Both elements should be connected. A project should not have isolated partner plans that are disconnected from the main exploitable results.


  1. What exploitation deliverables should a Horizon Europe project include?

The exact deliverable structure will always depend on the project, the call topic and the expected results. However, at Blue Ocean, we usually recommend including three exploitation deliverables across the project lifecycle.

The first one is an initial exploitation report, prepared in the early stage of the project, to establish the project’s initial exploitation framework and provide a more mature version of the exploitation work presented at proposal stage.

The second one is an intermediate exploitation report, usually prepared around the middle of the project. The objective of this intermediate report is to move from strategy to action.

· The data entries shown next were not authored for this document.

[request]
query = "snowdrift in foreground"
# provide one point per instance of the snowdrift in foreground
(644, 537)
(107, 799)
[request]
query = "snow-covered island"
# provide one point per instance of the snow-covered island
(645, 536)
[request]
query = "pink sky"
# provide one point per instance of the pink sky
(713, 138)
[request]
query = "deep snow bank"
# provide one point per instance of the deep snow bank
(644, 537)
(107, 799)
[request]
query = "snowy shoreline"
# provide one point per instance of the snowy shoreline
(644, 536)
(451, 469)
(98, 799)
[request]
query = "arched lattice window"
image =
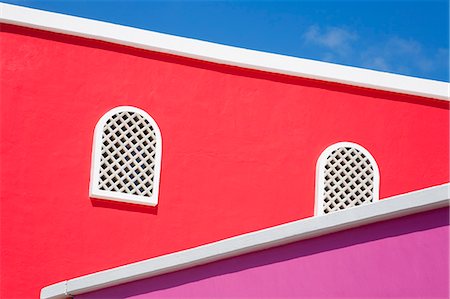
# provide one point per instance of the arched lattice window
(347, 176)
(126, 158)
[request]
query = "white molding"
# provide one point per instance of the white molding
(320, 176)
(388, 208)
(222, 54)
(94, 191)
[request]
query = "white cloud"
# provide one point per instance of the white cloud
(333, 38)
(391, 53)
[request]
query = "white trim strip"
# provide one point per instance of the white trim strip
(389, 208)
(222, 54)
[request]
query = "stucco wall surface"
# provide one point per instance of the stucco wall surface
(402, 258)
(239, 151)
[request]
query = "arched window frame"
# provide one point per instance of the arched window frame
(320, 173)
(94, 190)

The third one is a final exploitation report, prepared at the end of the project, to consolidate the exploitation work carried out and provide a framework for long-term use, uptake, and sustainability of the project results. This final report should describe what has been done and how project results will continue creating value after the project ends.


  1. How does Blue Ocean support exploitation in Horizon Europe?

At Blue Ocean, we support consortia in structuring exploitation from proposal stage to project implementation.

We help partners identify expected results; define preliminary Individual Exploitation Plans; identify and structure Key Exploitable Results; align exploitation with IPR and Open Science; define realistic TRLs and exploitation routes; prepare exploitation deliverables; facilitate exploitation workshops; collect partner inputs; and connect exploitation with the overall Impact strategy.

Our role is to make exploitation clear, structured and manageable. We do not treat exploitation as a last-minute deliverable. We integrate it into the full project lifecycle.